Mais très rapidement, l’occupant décide de s’affranchir des anciennes fortifications, de repousser très nettement l’enceinte militaire, et de construire de nouveaux quartiers sur les terrains ainsi récupérés. Je n’étais certes pas content qu’on m’impose d’être allemand mais, à titre professionnel, une aire nouvelle et passionnante s’ouvrait à moi.

L’articulation

Si, à l’Ouest, la reconstruction du Marais Vert est bornée par le projet de nouvelle gare, l’extension vers le Nord-Est, beaucoup plus vaste, a pour ambition d’englober le parc de Contades et celui de l’Orangerie. Les militaires interdisent la destruction de la Citadelle à l’Est. L’université a déjà choisi son nouveau terrain, au-delà de la Porte des Pêcheurs. L’articulation vers cette partie principale de la nouvelle ville doit donc se faire au débouché de la place Broglie, derrière le théâtre à reconstruire. C’est donc là qu’on implantera la nouvelle place Impériale, actuelle place de la République.

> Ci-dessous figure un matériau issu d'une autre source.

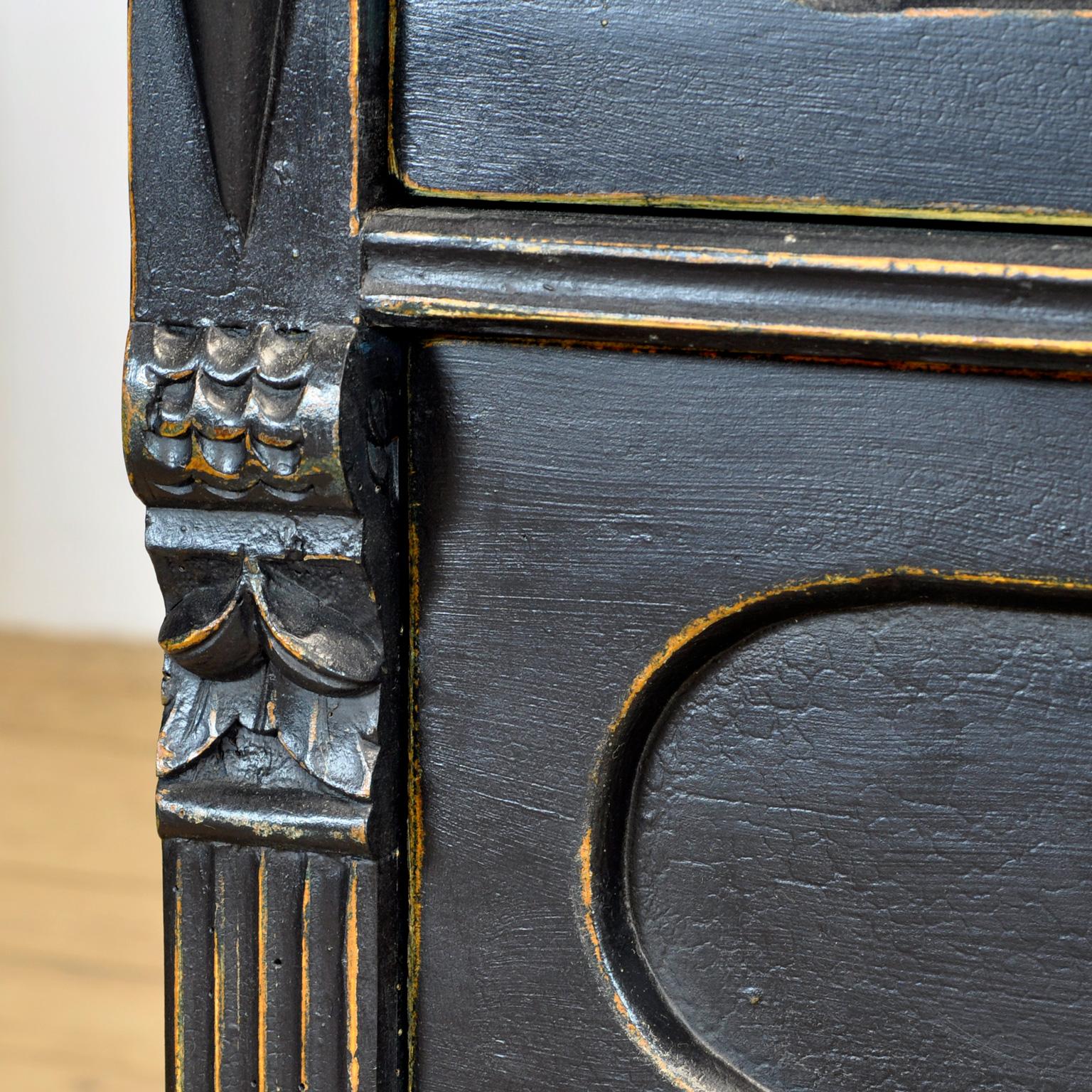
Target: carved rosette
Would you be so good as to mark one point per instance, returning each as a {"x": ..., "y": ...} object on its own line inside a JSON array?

L’enjeu est certes architectural, mais aussi, et surtout, politique. Les autorités doivent montrer leur respect pour la ville ancienne, fleuron germanique à leurs yeux. Mais aussi proclamer la grandeur de la Nouvelle Allemagne. Strasbourg, capitale du nouveau Reichsland Elsass-Lothringen sera dotée de tous les attributs d’une administration puissante et efficace. Tout en devenant la vitrine que l’empire de Guillaume Ier veut offrir au regard de la France rivale.

Durant l’été 1878, on nous présenta donc une série de plans de la future place Impériale. Et, nous l’avons vite compris, le choix ne serait pas facile !

En comparant les différentes propositions, on voit bien que tout est une question d’axe ! Et même d’axes… Il faut tenir compte du canal des Faux-Remparts, de l’axe de la place Broglie, mais en même temps définir les axes de la nouvelle ville : celui qui mènera à l’Est vers l’Université ; vers le Nord, celui qui rejoindra la Schiligheimer Tor (actuelle place de Bordeaux).

La décision à prendre est donc lourde de conséquences. Les différents plans, à partir de cette simple articulation, conditionnent des nouvelles villes très différentes les unes des autres. Plan orthonormé ? Taille et forme des parcelles à bâtir ? Axes majeurs et mineurs ? Quant à la place Impériale elle-même, elle va d’un simple appendice de la place Broglie à une expansion monumentale, notamment sur le plan Orth ! J’avoue que son côté délirant me fascinait…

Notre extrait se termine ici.